Sequestration is set to knock on Congress’ door again in 2017, since it is the law-of-the-land until 2022. It seems that Carter already is posturing for next October.

Whether or not Congress can avoid the automatic spending cuts in 2016 remains to be seen. The legislature has until the end of the month to not only avoid sequestration, but also a government shutdown.

One option for Congress is to pass a continuing resolution that will continue spending at 2015 levels and freeze any new start programs planned for 2016.

Carter, however, said a continuing resolution is not a viable option.

“The alternative to a budget deal, a long-term continuing resolution, is merely sequestration-level funding under another name,” Carter said. “And the longer a continuing resolution is, the worse it becomes, eventually resulting in a $38 billion deficit in resources for our military if Congress chooses to pursue this path for a full year.

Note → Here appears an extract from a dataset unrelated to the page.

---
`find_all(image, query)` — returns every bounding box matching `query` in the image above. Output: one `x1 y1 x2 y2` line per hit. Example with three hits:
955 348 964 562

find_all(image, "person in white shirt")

Leaders of operational commands have told Congress and the DoD numerous times that the DII areas of investment are essential to the military adapting to future threats. Cyber is especially pertinent considering the Chinese attacks on the Office of Personnel Management, which compromised 22 million federal workers’ data, this summer.

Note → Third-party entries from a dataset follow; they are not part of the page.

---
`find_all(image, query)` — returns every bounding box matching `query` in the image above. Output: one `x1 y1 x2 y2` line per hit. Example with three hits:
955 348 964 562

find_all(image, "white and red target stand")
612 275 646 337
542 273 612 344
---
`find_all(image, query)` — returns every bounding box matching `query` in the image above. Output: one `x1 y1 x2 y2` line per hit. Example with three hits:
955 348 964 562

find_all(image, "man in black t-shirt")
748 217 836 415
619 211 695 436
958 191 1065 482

Deputy Defense Secretary Bob Work has been pushing for nuclear modernization as a means of deterrence since last year. Russia and China have both started nuclear modernization programs. According to Work, the U.S. needs to modernize now or risk losing its deterrence capability in the 2020s or 2030s. The modernization program comes at a price of $1 trillion over the next 30 years. The price peaks around the mid-2020s totaling about $27 billion a year.

ISR is something combatant commanders are constantly asking Congress to fund more. ISR capabilities are used to find enemies in the field, spy on targets or assist in precision attacks.